Mice received intravenous infusions of SonoMAC microbubbles during transcranial PDUS application. BBB permeability was assessed via Evans Blue dye extravasation and immunofluorescence analysis of extravasated immunoglobulins. Vessel integrity was evaluated at the ultrastructural level using transmission electron microscopy (TEM).

Results

PDUS combined with microbubbles successfully induced widespread BBB opening, as evidenced by diffuse Evans Blue staining and immunoglobulin extravasation in coronal sections. Immunoglobulin leakage was detected in all analyzed brain regions, with lower levels in white matter, likely reflecting its lower vascular density.
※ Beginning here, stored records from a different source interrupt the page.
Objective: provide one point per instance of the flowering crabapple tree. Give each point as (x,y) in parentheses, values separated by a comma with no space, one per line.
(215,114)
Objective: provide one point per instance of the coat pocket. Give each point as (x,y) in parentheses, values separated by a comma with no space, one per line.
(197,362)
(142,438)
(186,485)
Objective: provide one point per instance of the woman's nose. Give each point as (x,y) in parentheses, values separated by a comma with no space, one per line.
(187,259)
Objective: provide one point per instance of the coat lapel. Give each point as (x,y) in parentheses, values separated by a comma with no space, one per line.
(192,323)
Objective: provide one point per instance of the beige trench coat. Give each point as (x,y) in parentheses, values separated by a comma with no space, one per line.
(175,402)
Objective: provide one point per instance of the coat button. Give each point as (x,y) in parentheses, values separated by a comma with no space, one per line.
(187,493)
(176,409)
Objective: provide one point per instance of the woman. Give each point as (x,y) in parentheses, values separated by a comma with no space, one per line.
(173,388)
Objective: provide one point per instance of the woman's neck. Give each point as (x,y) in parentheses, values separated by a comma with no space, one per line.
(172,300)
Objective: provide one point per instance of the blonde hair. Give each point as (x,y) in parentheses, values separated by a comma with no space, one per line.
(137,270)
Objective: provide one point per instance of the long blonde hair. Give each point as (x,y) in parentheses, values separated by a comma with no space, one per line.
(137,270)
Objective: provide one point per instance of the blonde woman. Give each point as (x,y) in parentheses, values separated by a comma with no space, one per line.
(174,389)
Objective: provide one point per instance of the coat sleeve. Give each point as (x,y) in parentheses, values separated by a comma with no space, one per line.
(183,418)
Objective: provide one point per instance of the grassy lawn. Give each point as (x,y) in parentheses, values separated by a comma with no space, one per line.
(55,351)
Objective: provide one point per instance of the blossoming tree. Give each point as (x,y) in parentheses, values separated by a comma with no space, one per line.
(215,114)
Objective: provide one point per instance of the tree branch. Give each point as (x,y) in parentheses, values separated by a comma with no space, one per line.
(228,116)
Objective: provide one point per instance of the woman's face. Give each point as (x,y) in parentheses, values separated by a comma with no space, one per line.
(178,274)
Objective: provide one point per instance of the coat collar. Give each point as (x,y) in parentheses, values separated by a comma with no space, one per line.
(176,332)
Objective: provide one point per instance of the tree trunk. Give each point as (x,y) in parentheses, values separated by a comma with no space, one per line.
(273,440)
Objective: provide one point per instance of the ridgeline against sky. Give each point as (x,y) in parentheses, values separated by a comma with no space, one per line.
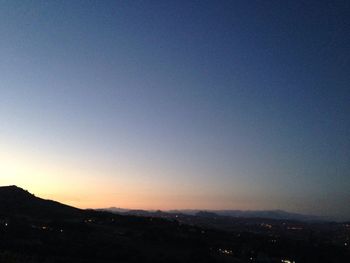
(178,104)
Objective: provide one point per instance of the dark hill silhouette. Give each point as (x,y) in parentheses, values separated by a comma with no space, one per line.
(35,230)
(17,201)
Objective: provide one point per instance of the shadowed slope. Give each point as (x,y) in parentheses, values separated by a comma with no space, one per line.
(16,201)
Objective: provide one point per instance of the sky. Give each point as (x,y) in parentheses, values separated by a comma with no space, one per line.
(178,104)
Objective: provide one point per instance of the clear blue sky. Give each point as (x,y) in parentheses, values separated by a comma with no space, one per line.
(178,104)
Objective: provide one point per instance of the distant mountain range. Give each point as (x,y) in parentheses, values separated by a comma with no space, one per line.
(37,230)
(268,214)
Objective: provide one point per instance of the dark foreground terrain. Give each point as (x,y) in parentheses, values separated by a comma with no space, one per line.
(37,230)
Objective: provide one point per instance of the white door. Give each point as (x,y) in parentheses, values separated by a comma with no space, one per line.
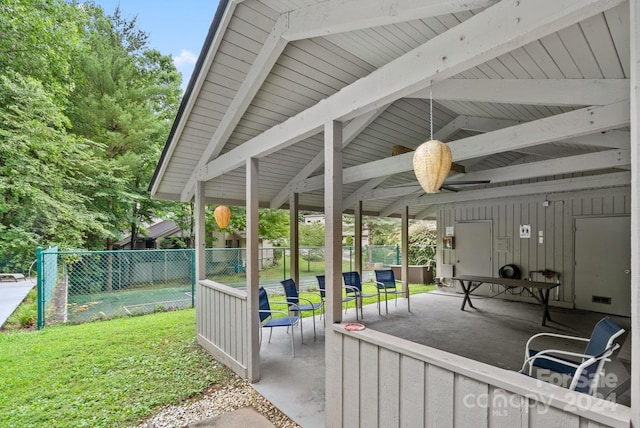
(473,249)
(602,263)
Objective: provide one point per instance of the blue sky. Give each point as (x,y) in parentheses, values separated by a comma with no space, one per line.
(175,27)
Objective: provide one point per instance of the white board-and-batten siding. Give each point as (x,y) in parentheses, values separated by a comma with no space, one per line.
(390,382)
(222,329)
(556,221)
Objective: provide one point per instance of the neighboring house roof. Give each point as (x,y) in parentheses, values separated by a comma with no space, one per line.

Leakage appeared to primarily originate from capillaries while TEM analysis revealed no overt vascular damage.

Conclusions

These findings support PDUS with microbubbles as a non-destructive, reproducible method to model widespread BBB dysfunction. This approach offers an in vivo platform to study BBB-related pathophysiological processes such as impaired clearance, protein aggregation, and neurotoxicity, as well as for investigation of therapeutic delivery to the brain parenchyma.